AV Matrix Switcher Product

Overview

An AV matrix switcher routes any of N video sources to any combination of M displays at once. It is the central nervous system of a conference center, sports bar, lecture hall, or broadcast facility: every source — PCs, media players, cameras, codecs — lands on an input, every display and projector hangs off an output, and the matrix holds the live routing state. Unlike a simple switcher, the crosspoint is non-blocking: all eight outputs can show eight different inputs, the same input, or any pattern between, simultaneously.

The hard engineering is not the routing logic, which is trivial, but doing it to signals that are 18 Gbps serial streams wrapped in encryption, negotiated per-link, and carried over field wiring of unknown quality.

The crosspoint core

At the center is the Crosspoint Board, whose Crosspoint ASIC switches each input's TMDS or FRL lanes — up to 6 Gbps per lane — to any set of outputs without decoding the video. Routing at the serial-stream level keeps latency under a frame and the pixel data bit-exact. The cost is signal integrity: every connector, trace, and switch stage adds jitter, so per-port Retimers re-clock the stream against a low-jitter Clock Generator reference at each boundary. Retimer quality is the practical difference between a matrix that runs 4K60 reliably and one that produces intermittent sparkle on long runs.
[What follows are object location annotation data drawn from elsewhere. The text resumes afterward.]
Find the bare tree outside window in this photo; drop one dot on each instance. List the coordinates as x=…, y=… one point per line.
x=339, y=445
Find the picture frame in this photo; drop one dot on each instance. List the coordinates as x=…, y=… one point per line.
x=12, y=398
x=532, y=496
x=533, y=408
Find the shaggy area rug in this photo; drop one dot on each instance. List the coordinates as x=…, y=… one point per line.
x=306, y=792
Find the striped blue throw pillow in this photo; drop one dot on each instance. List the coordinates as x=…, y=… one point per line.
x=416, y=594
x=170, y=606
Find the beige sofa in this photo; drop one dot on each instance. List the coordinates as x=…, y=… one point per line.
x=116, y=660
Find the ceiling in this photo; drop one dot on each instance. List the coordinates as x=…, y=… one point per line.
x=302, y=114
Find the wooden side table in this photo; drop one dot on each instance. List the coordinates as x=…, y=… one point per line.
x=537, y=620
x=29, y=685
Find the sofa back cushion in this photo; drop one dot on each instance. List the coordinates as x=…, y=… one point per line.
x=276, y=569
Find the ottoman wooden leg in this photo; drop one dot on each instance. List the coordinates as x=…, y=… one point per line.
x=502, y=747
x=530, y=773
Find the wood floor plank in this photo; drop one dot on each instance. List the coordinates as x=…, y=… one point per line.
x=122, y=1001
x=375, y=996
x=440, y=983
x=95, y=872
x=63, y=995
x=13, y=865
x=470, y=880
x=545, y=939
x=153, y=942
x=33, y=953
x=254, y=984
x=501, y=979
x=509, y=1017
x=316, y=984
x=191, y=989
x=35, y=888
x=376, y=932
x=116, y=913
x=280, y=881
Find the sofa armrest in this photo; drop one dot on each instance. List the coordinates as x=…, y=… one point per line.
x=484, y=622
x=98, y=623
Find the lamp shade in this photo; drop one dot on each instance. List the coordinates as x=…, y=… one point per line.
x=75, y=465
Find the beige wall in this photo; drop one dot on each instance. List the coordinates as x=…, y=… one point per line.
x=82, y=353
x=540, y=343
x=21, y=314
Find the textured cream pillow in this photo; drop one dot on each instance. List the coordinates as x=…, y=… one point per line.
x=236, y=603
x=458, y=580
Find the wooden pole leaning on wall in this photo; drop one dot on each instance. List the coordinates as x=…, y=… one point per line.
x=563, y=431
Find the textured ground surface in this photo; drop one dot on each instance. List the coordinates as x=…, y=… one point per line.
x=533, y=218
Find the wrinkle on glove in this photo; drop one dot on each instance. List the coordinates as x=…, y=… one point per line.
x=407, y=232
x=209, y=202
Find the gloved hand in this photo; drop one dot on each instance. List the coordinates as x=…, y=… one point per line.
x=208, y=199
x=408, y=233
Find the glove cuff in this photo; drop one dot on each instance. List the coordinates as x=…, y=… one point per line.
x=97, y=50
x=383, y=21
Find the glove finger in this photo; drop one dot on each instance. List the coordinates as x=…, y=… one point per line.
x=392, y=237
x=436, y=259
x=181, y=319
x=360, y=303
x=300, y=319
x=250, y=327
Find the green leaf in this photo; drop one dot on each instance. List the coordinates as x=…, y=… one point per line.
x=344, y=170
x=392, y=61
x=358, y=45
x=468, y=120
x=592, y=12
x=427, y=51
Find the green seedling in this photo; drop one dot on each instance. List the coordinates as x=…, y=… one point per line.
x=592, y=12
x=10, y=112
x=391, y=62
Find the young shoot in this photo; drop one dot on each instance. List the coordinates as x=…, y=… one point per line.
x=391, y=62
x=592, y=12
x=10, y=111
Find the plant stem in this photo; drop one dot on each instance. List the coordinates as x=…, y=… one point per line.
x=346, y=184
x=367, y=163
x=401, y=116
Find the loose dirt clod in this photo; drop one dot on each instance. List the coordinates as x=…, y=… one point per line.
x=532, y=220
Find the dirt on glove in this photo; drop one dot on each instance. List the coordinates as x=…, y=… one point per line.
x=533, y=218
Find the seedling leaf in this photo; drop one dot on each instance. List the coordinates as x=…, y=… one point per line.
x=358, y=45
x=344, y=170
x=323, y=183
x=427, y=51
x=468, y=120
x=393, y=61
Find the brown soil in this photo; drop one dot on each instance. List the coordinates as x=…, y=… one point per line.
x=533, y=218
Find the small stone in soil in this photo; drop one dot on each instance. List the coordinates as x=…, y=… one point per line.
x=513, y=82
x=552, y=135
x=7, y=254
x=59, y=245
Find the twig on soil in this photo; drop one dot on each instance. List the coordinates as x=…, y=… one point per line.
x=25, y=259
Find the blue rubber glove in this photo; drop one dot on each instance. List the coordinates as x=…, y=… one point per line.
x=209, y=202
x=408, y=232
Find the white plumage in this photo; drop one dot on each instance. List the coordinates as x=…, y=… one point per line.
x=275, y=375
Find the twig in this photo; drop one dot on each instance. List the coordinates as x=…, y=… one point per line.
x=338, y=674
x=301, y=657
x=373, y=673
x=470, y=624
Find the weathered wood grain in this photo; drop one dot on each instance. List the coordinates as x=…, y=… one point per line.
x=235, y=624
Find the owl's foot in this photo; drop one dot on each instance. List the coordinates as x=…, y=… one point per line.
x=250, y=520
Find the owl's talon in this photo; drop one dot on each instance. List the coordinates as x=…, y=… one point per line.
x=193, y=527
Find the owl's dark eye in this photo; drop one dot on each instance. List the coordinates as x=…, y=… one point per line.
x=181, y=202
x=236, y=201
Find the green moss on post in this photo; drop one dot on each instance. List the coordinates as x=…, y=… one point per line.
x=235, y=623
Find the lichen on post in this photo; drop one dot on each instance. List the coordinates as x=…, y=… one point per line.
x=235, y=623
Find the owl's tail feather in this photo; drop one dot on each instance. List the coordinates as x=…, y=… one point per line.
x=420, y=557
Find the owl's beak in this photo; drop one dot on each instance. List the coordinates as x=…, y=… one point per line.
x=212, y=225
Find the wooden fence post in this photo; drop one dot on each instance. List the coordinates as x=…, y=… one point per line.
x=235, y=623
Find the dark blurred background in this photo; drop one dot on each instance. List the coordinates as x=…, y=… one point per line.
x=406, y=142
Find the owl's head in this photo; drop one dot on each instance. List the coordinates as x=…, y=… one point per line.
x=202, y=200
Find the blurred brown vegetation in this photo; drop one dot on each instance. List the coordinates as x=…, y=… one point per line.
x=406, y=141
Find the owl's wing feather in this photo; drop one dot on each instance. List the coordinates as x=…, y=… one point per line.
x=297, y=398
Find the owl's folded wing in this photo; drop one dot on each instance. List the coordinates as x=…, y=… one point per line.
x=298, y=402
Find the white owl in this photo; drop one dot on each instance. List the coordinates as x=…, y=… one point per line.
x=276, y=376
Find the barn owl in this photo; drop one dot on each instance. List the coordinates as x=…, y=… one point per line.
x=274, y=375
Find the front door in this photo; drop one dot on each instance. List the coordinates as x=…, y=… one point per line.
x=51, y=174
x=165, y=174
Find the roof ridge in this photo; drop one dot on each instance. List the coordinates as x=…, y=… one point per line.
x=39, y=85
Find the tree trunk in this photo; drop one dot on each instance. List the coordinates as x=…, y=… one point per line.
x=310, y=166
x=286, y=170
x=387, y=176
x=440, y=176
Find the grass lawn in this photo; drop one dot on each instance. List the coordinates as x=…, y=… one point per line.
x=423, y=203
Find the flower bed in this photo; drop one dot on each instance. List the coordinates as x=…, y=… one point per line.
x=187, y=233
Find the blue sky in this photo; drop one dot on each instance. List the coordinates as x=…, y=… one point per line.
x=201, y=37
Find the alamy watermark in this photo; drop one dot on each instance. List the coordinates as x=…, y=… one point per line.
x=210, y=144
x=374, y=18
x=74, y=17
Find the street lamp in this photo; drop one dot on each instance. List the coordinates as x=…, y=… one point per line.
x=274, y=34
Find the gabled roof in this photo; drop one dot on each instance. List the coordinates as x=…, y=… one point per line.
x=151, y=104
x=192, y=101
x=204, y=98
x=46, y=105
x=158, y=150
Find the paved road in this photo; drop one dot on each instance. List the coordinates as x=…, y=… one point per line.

Inputs: equalize, decrypt, lie about the display

Each HDMI Input Card port starts with an HDMI Receiver IC receiver that adaptively equalizes whatever 5–15 m of HDMI cable delivered and decrypts HDCP 2.3. The subtler component is the EDID Emulator: in a point-to-point HDMI link the source reads the display's EDID and negotiates a format, but in a matrix the "display" changes every time routing changes. The matrix therefore presents each source a managed, stable EDID — typically the lowest common denominator of the connected sinks, or a fixed 4K60 profile — so sources never renegotiate mid-show. EDID policy is the single largest cause of matrix misbehavior in the field, which is why it lives in the control processor's policy engine rather than in jumpers. ESD Protection arrays guard every pair, because hot-plugging field wiring is the product's daily electrical abuse.

Outputs: scale, re-encrypt, and reach 100 m

The Output Card solve the two problems the crosspoint ignores. First, format: a per-output Output Scaler converts the routed stream to each sink's native resolution, so one 4K source feeds a 1080p confidence monitor without dragging every display down — and because the scaler re-times the output, switching on scaled ports is seamless rather than a two-second resync. Second, distance: HDMI cable is unreliable past about 15 m, so commercial outputs ship as HDBaseT. The HDBaseT Transmitter PHY modulates uncompressed video, Ethernet, IR, and RS-232 onto ordinary Cat6 as PAM-16, reaching 70–100 m, and the PoH Injector powers the far-end receiver over the same cable so a ceiling projector needs no local mains. The HDMI Transmitter IC path re-encrypts with each sink's HDCP keys; the matrix is a licensed HDCP repeater, decrypting once at the input and re-encrypting per output.

Control and audio

The Control Processor owns everything stateful. Its Compute SoC Module runs the Control Firmware that exposes routing over Telnet, REST, and a web UI on the Ethernet Port; in practice most installs are driven by a room control system (Crestron, AMX, Q-SYS) through those APIs or the RS-232/IR Ports, which also tunnels serial and IR to HDBaseT far ends. The Front Panel buttons remain the fallback when the control network is down.

The Audio Section reflects how commercial buildings are wired: video goes to displays, but audio goes to a separate DSP and amplifier chain. The Audio DSP de-embeds PCM from any routed input, downmixes multichannel, applies per-output delay so audio through the building DSP stays lip-synced with video through the scaler, and hands balanced +4 dBu analog to Phoenix Terminals via the DAC Stage. Breakaway routing — sending input 3's audio with input 5's video — is a standard requirement.

Power and packaging

PoH makes the power budget unusual: the Power Section must be sized for every output simultaneously powering a far-end receiver, pushing an 8×8 toward 150 W. Installs where a dead matrix darkens a building specify the hot-swap Redundant PSU, load-shared through ORing diodes and supervised by Rail Monitors that raise SNMP traps. The 1U–2U Rack Chassis uses a Card Cage of field-swappable I/O cards — the modularity that distinguishes this class from fixed-configuration boxes — cooled by temperature-controlled Cooling Fans that earn their keep in the sealed credenzas integrators insist on using.

The category sits between two alternatives: fixed HDMI switchers below it, and AV-over-IP systems above it, which replace the crosspoint with encoders, decoders, and a 10 GbE network switch. AV-over-IP scales past 64×64 and reuses network infrastructure, but the dedicated matrix still wins on latency, determinism, and not requiring the AV integrator to run a multicast network — which is why both architectures continue to ship in volume.